Falas do Tarô

 
A quem me procura:
Estou harmonizado, ligado com a Fonte Primordial de plenitude e transbordamento através de imagens renascentistas, enigmáticas e mundanas, apesar de toda variação que me fazem a mais de cem anos. 
 
Sou a todo e qualquer momento, quando procurado, causa, efeito e principalmente meio, se utilizado com comprometimento. Tenhas tu em mim um canal com possibilidades de nutrir-te. Nutrindo tudo da tua alma, que me vem angustiada e solicita: “Amigo, revela-me”! Vou muito além do normal, volto à origem primeira como fagulha, constantemente em contato com outras centelhas, digo a ti: faz parte da vida colher o que semeias de bom e de ruim, mas dou-te alguns conselhos:

Ouças ao teu espírito e não às quimeras da tua ilusão. Diferencie teus devaneios do que é tua missão em manifestação. Se não sabes a que viestes, desejais saber ao menos até onde deveis ir ou não? Se podes chegar? Digo-te quando sim, quando talvez e quando não. Queres evitar a tantas tormentas? Autoconhecimento é boa solução.

Sou parte do Todo e de tudo que é natural a ti, caro viajante consulente.
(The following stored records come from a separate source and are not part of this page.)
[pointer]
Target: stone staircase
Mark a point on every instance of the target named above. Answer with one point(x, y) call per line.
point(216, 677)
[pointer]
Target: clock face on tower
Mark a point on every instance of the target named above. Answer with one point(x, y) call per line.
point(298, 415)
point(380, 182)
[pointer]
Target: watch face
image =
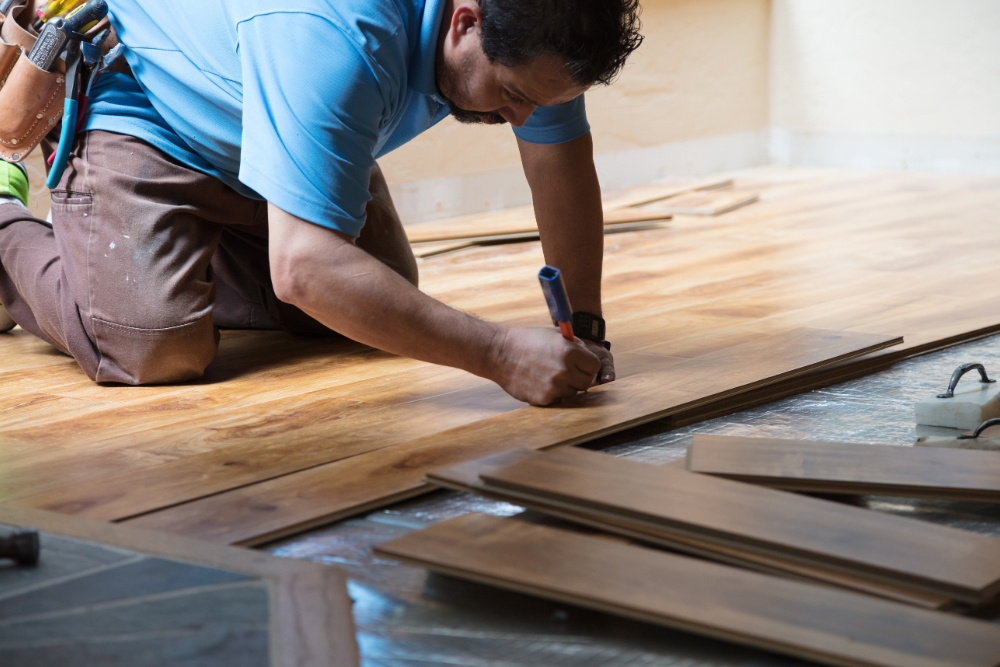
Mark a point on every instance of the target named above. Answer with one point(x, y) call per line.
point(588, 326)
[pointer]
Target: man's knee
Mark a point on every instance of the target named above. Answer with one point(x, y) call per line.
point(383, 236)
point(136, 356)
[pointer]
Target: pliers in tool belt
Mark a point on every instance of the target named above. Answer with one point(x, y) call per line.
point(63, 36)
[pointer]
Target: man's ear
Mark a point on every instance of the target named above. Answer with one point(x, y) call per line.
point(466, 21)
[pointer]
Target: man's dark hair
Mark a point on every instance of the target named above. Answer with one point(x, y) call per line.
point(594, 37)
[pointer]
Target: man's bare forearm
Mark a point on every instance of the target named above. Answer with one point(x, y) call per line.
point(567, 201)
point(325, 274)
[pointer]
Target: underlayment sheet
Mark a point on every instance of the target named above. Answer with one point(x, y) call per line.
point(406, 616)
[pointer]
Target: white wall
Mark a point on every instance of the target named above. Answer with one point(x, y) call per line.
point(896, 84)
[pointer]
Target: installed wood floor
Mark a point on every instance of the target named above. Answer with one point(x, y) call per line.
point(284, 432)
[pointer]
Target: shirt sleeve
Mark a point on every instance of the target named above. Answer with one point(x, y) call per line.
point(555, 125)
point(311, 112)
Se reconheceres e se identificares como tal, nem mais nem menos, nem melhor nem pior, haverás então de colheres durante nalgum tormento, um bálsamo em minhas sentenças, para tuas inquietações d’algum momento.

Não depende de mim, que sou apenas setas de possíveis caminhos, pois quem caminha é tu... mas o “como” caminhar, advirto e pressagio, apontando onde poderás chegar. Mas não sou eu que faço a vida ser tal e qual. Apenas passo meus sortilégios, o resto é por conta das tuas pernas que governas a bel prazer, às vezes com pouquíssimos e raros méritos.

Estou estruturado num estado de contato equilibrado com a própria alma e espírito, corpo e mente de quem me opera, para tu que me consultas. Sou no micro toda a potencialidade do macro. E entendas, és parte de algo Superior. Fazeis o teu melhor a cada dia, segundo tuas possibilidades e vocações, evites apego e resistência, e cumprirás bem o teu papel neste teatro breve a que entendes por existência.

Sou uma dádiva, um caminho, uma busca desperta e consciente do teu inconsciente, se ousares ouvir-me como ousas procurar-me.

Sou aquilo que na impermanência do teu dia-a-dia, onde reside todo movimento da única coisa Permanente que habita a ti, um espelho em 22 imagens renascentistas, enigmáticas e tão mundanas como tu, óh viajante, que também és do Mundo. Sou o reflexo do que me perguntas e por vezes evitas mirar em ti mesmo. Uma pena quando é assim, não ver a ti através de mim. E me ponho a perguntar: Por que vens me procurar?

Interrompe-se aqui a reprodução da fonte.